Most people would have well-organised pages about biking and going out in the sunlight and how their body clocks are regular and they're fit and healthy and normal, well-balanced people with interesting hobbies.
Nonsense, and we know it. The very fact that they have well-organised pages indicates that they spend far too much time in front of a computer than is good for them. They're nerds, and the rest is just a façade to get you to send them email. The tan in the picture? Amazing what you can do with computers these days, isn't it?
So, I admit to being a nerd who spends too much time in front of a computer. I don't have a tan. I sleep very irregular hours. Don't be surprised.
In my case, the computer in question used to be a Mac. I only got into using Macs after Steve Jobs got kicked out of Apple; that was back before windowed environments were commonplace on everything. Now he's back things have gone downhill rapidly; the hardware may be cheaper and the interfaces for peripherals more standard, but research has been abandoned, and the software and the user interface are going to hell in a handbasket.
I first bought a very old Macintosh IIsi (I still can't believe how much I had to pay Apple for it), filled it chock-a-block to the gills with disk space, memory and a video card, and it was still too slow, even though I clock-chipped the damn thing so I didn't have to watch it stop and think about redrawing the rest of the screen once it was already halfway down. And the sound would cut out every so often thanks to a speaker on a daughterboard with oxidised fretted contacts I'd have to clean.
I moved on from the IIsi to a PowerMac 6100/66 DOS Compatible (as described in the DOS card mailing list archive). I occasionally used to turn it on to play with screensavers and Kaleidoscope colour schemes, which I learned more about than any sane man should. Oh, and Doom. The DOS card was good for something. Well, until it crashed, anyway.
Screensavers have been made redundant. We now have Energy Star, and screensavers are obsolete, despite what anyone else will tell you. We don't need them, and I'm going to tidy up my hard disk and trash a couple of hundred megs of the things any day now. Honest. The Kaleidoscope schemes? A complete waste of time, I assure you.
Every so often I think about playing chess against the Mac. Then I remember that I spend ten hours a day in front of Xservers (with gnuchess and xboard), and that losing to a computer isn't the best way to spend my free time. Besides, what's my handy battery-powered chess computer for?
If I used it enough, I'd want to upgrade the 6100. There are now easier ways to run Linux than struggling with a weird add-on card that never really supported 32-bit protected mode, and although I picked Apple's DR3 release of MkLinux up on a magazine coverdisc for a fiver I feel guilty for never installing it. OS 9? System 7.5.5 works just as well - especially when the machine is turned off and gathering dust. (Okay, so as of May 2000 PC Setup 2.0 claims to fix problems with the DOS card and would, in theory, allow me to upgrade to OS 9.2. And Born Again will let me take the IIsi to 8.1. At this point, five years on, should I still care?)
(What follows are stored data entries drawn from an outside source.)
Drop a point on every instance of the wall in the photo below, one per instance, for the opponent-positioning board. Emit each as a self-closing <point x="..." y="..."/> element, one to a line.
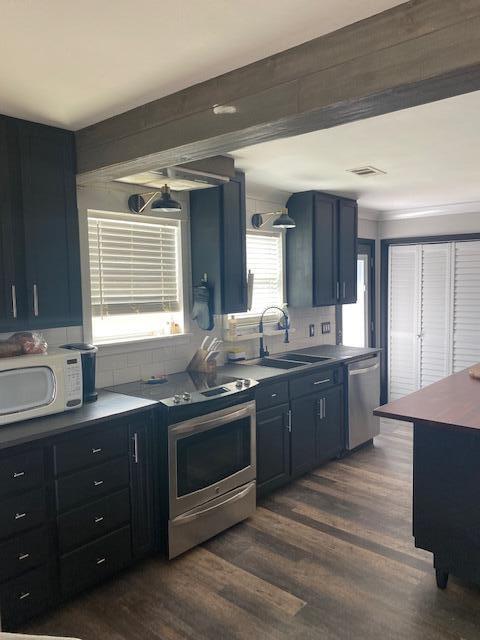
<point x="128" y="362"/>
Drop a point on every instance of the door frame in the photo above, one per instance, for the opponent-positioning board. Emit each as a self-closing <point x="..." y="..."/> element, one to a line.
<point x="368" y="246"/>
<point x="385" y="244"/>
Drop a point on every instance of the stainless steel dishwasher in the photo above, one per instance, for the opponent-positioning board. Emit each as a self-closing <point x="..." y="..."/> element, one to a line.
<point x="363" y="398"/>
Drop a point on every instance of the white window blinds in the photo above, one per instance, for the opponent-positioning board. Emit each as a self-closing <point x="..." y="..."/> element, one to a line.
<point x="265" y="261"/>
<point x="133" y="266"/>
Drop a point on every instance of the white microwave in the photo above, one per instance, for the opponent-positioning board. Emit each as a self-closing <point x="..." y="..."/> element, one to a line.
<point x="38" y="385"/>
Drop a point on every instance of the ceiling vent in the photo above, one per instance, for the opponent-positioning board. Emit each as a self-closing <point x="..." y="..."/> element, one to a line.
<point x="367" y="171"/>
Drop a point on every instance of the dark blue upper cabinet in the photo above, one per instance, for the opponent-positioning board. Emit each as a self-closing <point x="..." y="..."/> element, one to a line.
<point x="218" y="240"/>
<point x="322" y="250"/>
<point x="41" y="285"/>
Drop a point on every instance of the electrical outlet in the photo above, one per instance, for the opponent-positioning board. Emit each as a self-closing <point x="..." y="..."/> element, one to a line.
<point x="326" y="328"/>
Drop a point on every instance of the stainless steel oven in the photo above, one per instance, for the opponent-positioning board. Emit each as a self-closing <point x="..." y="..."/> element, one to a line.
<point x="212" y="472"/>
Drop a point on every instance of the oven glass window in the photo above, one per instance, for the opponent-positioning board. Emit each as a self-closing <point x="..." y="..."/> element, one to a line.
<point x="206" y="458"/>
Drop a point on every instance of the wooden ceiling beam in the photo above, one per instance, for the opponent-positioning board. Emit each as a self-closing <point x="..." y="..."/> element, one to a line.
<point x="415" y="53"/>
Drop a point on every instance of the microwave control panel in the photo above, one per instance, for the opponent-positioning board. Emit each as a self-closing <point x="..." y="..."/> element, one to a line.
<point x="73" y="382"/>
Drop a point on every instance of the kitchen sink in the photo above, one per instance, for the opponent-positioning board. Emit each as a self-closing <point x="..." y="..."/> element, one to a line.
<point x="302" y="357"/>
<point x="276" y="363"/>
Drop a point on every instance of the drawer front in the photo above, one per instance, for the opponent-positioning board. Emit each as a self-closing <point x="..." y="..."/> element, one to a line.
<point x="270" y="395"/>
<point x="25" y="596"/>
<point x="88" y="485"/>
<point x="22" y="553"/>
<point x="91" y="449"/>
<point x="95" y="561"/>
<point x="22" y="512"/>
<point x="315" y="382"/>
<point x="98" y="518"/>
<point x="21" y="472"/>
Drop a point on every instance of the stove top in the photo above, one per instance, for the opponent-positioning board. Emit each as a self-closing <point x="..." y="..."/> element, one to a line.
<point x="186" y="387"/>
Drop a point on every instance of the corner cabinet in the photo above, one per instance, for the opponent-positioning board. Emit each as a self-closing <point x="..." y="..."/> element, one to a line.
<point x="322" y="250"/>
<point x="218" y="241"/>
<point x="40" y="283"/>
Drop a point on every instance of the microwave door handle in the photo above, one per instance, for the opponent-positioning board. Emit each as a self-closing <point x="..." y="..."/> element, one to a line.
<point x="189" y="517"/>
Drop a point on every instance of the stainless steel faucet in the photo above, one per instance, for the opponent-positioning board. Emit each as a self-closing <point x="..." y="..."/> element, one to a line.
<point x="263" y="350"/>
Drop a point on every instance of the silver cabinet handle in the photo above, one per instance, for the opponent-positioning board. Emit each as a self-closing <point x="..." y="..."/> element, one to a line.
<point x="35" y="300"/>
<point x="135" y="448"/>
<point x="14" y="302"/>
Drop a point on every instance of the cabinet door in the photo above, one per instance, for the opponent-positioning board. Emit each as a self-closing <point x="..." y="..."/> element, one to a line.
<point x="326" y="278"/>
<point x="50" y="222"/>
<point x="11" y="249"/>
<point x="330" y="425"/>
<point x="302" y="443"/>
<point x="234" y="272"/>
<point x="141" y="486"/>
<point x="347" y="251"/>
<point x="273" y="448"/>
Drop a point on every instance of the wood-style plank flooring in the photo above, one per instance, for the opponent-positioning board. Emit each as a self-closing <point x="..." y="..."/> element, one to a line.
<point x="329" y="557"/>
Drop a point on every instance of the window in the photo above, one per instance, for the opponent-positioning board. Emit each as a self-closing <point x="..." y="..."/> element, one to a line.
<point x="265" y="261"/>
<point x="135" y="283"/>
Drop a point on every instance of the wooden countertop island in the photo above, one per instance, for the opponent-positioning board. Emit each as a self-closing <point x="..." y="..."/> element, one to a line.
<point x="446" y="472"/>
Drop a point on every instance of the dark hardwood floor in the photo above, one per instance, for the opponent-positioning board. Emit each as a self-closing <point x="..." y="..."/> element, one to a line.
<point x="329" y="557"/>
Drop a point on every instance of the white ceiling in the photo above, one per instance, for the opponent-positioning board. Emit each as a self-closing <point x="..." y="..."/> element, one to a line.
<point x="75" y="63"/>
<point x="430" y="154"/>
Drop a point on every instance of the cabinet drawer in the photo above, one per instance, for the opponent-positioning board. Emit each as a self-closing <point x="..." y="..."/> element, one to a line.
<point x="315" y="382"/>
<point x="25" y="596"/>
<point x="21" y="472"/>
<point x="85" y="486"/>
<point x="22" y="512"/>
<point x="95" y="561"/>
<point x="94" y="448"/>
<point x="79" y="526"/>
<point x="270" y="395"/>
<point x="22" y="553"/>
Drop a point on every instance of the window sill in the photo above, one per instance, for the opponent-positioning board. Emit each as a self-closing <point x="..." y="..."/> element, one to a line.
<point x="142" y="344"/>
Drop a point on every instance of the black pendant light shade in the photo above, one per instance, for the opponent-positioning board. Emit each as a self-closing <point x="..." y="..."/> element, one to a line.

The IIsi and its 24-bit video card have been up for sale seemingly forever. I used to think about a cheap PowerBook for travelling, since I couldn't write my dissertation on my Newton, and the 4Mb SE I picked up cheaply a few years back is even slower than the IIsi. Maybe I should sell them to Japan.
I've been writing about Macs for years, as this stuff dating from 1992 shows:
I also have a sense of humour about these things. No, really. But I still think that the original iMac is a cheap and nasty piece of crap.
Besides, I have now acquired the habit of using real computers, where the windowing environment is really the icing on the cake, rather than a façade hiding barely-functional technology built on brittle binaries. As has Neal Stephenson, who has given reasons for abandoning the Macintosh and has said it far better than I can.
I've just never acquired the habit of deleting obsolete webpages.
Oh, and Mac OS X? Not friendly or full-featured enough to be a Mac. Not stable or solid enough to be unix. Not open enough to be useful or trustworthy. The Arstechnica review and explanation of accelerated desktop drawing using the graphics card made me long, briefly, for a Mac, but other platforms will soon have that acceleration. Zeldman's account of his experiences soon brought me to my senses.
Mac OS X? Abandon Mac OS X.
November 2007: okay, I gave in and bought a BlackBook. This seemed like a good idea at the time. Mac OS X Leopard certainly has its oddities.